The channel was founded in 2004 as The Pentagon Channel. On July 8, 2014, The Pentagon Channel was rebranded as the DoD News Channel. The channel ceased operations on April 17, 2015. However, content will still be produced for the American Forces Network and the website Defense.gov.

==Programming==
The network’s programming included Department of Defense news briefings, Military news, Interviews with top Defense officials, Short stories about the work of the United States military, and Military Lifestyle programming.

As The Pentagon Channel, the channel carried:

- RECON: A monthly half-hour informational television program providing an in-depth look on a variety of topics from real world operations, missions, military events / history and other subjects highlighting the accomplishments of U.S. military men and women.
- Around the Services: Daily half-hour program featuring military news from top DoD officials, as well as military services throughout the world.
- Fit for Duty: Takes viewers through a high-energy 30-minute workout led by service members with expertise in fitness training. The show makes it simple to follow along and complete exercises demonstrated by the instructors. A military sports-medicine physician also offers tips for preventing injuries and avoiding career-ending accidents during each episode of the show.
- Downrange: The latest news from Iraq and Afghanistan affecting U.S. military members.
- Battleground: Every weekend, this series features historic films from World War II, Korean War, and the Vietnam War.
- The Grill Sergeants: The Grill Sergeants teach audience members how to prepare food. The in-house Army jazz quartet, the Tastebuds, play the show's score.
- This Week in the Pentagon: A weekly half hour update on the news coming out of the Pentagon, taking one topic each week and exploring it in-depth.
- FNG (For New Guys): FNG is a half-hour lifestyle show featuring useful advice aimed at young troops new to the military. Viewers will learn about great low-cost travel, cooking, assignments, electronics and more.
- Command Performance: Features military journalists talking with today's top entertainers for conversations with a uniquely military perspective. An updated revival of a 1940s radio program of the same name.

The Pentagon Channel also showed programming direct from the services such as, Freedom Journal Iraq, Freedom Watch Afghanistan, Army Newswatch, AFN Korea Nightly News, AFN Europe Report, Pacific Report, Eye on Nellis, The American Veteran, Air Force Space Today, In Step with Fort Riley and On Track with Ft. Hood, as well as live Department of Defense briefings and roundtables.

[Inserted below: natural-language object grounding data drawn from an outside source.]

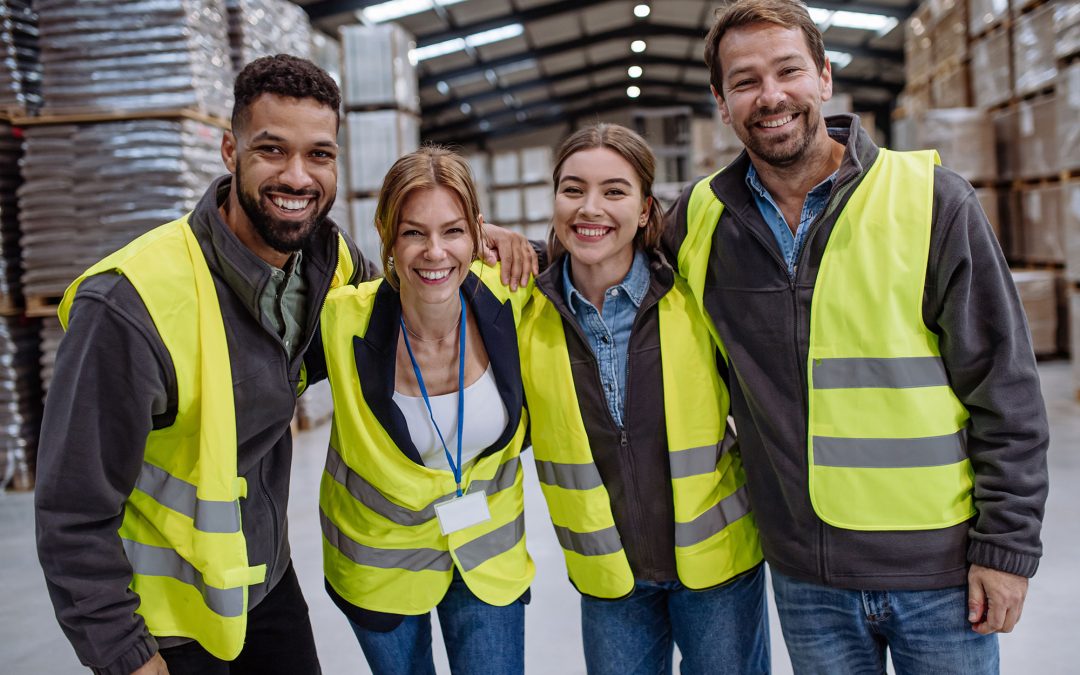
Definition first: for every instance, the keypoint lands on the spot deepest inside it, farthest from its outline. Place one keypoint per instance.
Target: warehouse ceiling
(490, 68)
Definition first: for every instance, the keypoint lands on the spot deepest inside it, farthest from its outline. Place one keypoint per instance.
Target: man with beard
(883, 382)
(165, 450)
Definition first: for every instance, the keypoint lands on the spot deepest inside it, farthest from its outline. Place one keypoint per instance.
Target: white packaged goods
(265, 28)
(137, 55)
(983, 14)
(378, 72)
(1037, 134)
(1038, 294)
(507, 205)
(1070, 220)
(962, 136)
(376, 139)
(505, 169)
(1068, 117)
(21, 63)
(538, 202)
(990, 68)
(89, 189)
(19, 401)
(536, 164)
(363, 229)
(1034, 63)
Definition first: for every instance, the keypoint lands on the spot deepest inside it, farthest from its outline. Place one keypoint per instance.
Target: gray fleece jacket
(113, 383)
(764, 318)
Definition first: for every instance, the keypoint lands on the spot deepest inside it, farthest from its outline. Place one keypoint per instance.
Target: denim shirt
(608, 332)
(791, 245)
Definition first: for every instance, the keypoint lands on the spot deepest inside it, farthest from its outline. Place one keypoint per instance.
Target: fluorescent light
(863, 21)
(396, 9)
(457, 44)
(838, 59)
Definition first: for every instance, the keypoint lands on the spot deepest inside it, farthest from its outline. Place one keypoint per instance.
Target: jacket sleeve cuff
(130, 661)
(1003, 559)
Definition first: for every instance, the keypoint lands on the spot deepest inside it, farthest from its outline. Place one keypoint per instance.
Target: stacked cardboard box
(380, 95)
(139, 55)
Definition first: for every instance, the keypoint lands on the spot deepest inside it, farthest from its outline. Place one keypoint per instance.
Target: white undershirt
(485, 419)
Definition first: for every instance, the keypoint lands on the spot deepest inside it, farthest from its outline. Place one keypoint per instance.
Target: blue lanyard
(455, 468)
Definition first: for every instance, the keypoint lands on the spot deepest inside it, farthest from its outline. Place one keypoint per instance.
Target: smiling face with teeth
(283, 159)
(599, 206)
(772, 93)
(433, 248)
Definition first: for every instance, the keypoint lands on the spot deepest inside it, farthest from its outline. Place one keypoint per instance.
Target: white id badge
(462, 512)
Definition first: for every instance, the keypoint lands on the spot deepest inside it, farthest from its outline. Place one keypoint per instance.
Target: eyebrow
(264, 136)
(608, 181)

With the change to DoD News Channel, most of the non-news programming was either dropped or de-emphasized.

==Podcasting==

In April 2006, the Pentagon Channel launched its podcasting initiative, having offered up to 27 podcasts via the iTunes Store and its website.

==American Forces Press Service==
The American Forces Press Service (AFPS) was the news service provided by the Defense Media Activity (formerly the American Forces Information Service), part of the United States Department of Defense. It supplied news stories pertaining to the activities of the U.S. military around the world. The New York Times has described it as the Pentagon's "media branch" or "internal news service".

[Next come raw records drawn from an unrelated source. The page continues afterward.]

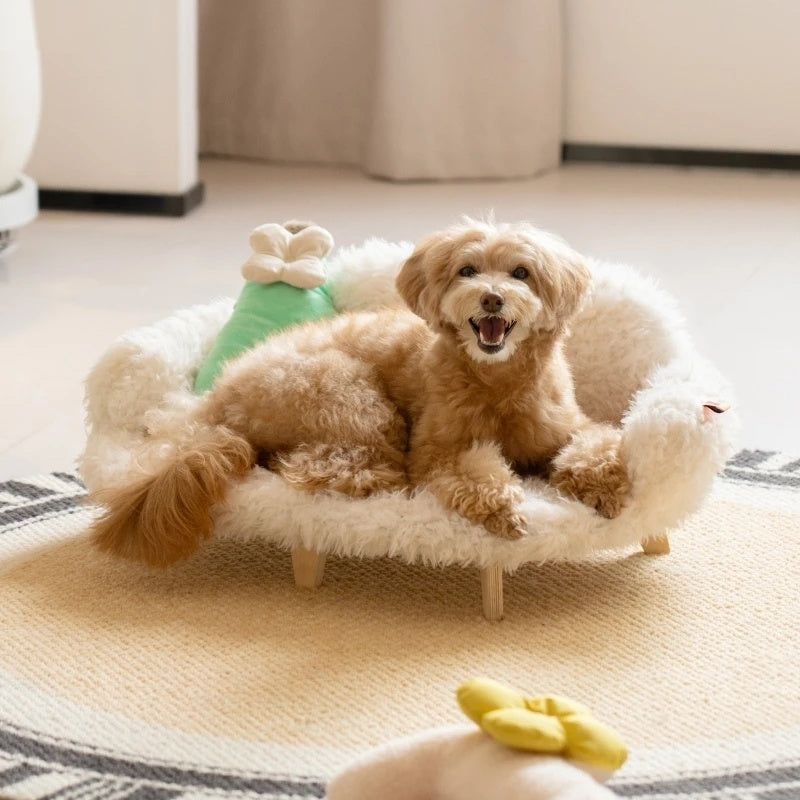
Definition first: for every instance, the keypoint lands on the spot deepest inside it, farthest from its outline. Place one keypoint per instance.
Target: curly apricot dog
(461, 394)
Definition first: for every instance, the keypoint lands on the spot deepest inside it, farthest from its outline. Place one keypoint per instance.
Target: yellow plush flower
(541, 724)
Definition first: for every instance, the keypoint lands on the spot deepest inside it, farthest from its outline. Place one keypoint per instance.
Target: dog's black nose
(491, 301)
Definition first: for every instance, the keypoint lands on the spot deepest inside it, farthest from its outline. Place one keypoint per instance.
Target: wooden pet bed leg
(308, 566)
(656, 545)
(492, 592)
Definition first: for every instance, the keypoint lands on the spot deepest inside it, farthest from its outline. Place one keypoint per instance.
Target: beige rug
(220, 679)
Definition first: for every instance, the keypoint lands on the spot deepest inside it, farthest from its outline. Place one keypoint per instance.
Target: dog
(463, 393)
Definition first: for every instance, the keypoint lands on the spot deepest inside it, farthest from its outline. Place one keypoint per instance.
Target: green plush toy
(541, 724)
(285, 277)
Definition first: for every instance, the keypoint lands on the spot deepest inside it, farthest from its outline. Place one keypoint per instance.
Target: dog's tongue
(492, 329)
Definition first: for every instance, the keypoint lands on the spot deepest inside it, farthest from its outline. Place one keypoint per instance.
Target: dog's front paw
(506, 524)
(602, 484)
(590, 469)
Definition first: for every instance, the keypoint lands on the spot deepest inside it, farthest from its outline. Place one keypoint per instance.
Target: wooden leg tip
(309, 568)
(492, 593)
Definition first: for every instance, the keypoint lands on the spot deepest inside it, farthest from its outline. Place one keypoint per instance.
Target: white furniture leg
(492, 592)
(308, 566)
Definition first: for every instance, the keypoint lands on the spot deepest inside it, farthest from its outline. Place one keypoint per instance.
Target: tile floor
(726, 243)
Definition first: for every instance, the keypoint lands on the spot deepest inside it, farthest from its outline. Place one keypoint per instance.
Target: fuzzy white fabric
(460, 763)
(293, 258)
(633, 362)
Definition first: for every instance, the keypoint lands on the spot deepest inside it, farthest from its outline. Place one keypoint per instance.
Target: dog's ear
(564, 277)
(574, 281)
(415, 281)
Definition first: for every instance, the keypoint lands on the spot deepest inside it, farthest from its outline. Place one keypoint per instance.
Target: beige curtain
(408, 89)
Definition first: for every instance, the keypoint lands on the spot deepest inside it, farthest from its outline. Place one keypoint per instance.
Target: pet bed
(634, 364)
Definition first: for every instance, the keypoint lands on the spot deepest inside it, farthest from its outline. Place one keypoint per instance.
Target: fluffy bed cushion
(633, 363)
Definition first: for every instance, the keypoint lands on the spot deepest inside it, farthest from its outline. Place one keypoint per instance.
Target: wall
(718, 74)
(119, 86)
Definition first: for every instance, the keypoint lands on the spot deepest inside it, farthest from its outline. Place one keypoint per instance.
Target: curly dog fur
(462, 394)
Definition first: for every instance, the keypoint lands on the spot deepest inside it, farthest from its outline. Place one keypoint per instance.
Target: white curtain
(408, 89)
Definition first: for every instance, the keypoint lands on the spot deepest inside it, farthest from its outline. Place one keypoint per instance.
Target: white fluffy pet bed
(634, 364)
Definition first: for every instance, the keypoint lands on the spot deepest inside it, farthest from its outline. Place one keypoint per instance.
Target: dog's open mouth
(491, 332)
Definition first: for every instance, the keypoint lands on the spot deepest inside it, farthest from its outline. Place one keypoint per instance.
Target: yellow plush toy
(545, 724)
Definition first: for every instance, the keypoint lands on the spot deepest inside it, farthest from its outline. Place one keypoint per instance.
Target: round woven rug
(219, 678)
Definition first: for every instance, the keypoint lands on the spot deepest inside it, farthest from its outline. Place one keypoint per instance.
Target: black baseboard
(674, 156)
(164, 205)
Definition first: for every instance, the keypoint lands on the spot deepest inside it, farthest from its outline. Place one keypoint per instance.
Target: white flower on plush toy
(294, 258)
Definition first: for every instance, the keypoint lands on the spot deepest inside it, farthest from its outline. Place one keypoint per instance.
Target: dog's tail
(162, 517)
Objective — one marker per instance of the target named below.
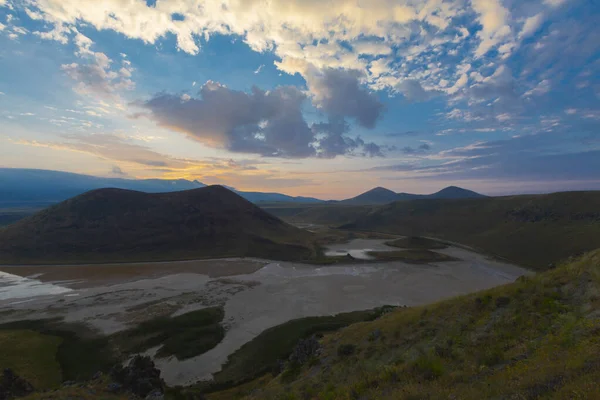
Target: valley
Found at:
(255, 294)
(219, 293)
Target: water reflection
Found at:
(18, 287)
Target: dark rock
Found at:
(97, 375)
(375, 335)
(114, 387)
(140, 377)
(502, 301)
(345, 350)
(12, 386)
(305, 350)
(155, 395)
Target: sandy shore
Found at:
(256, 294)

AFPS was shuttered in a 2015 internal realignment of the Defense Media Activity and its reporting was merged with that of other DMA DOD-level production activities into a new organization named DOD News. DOD News was in turn shuttered during a 2018 internal realignment. DOD-level reporting of the type formerly done by AFPS and DOD News reporters is now credited to Defense.gov.

AFPS, DOD News and Defense.gov reporting uses a modified version of Associated Press style.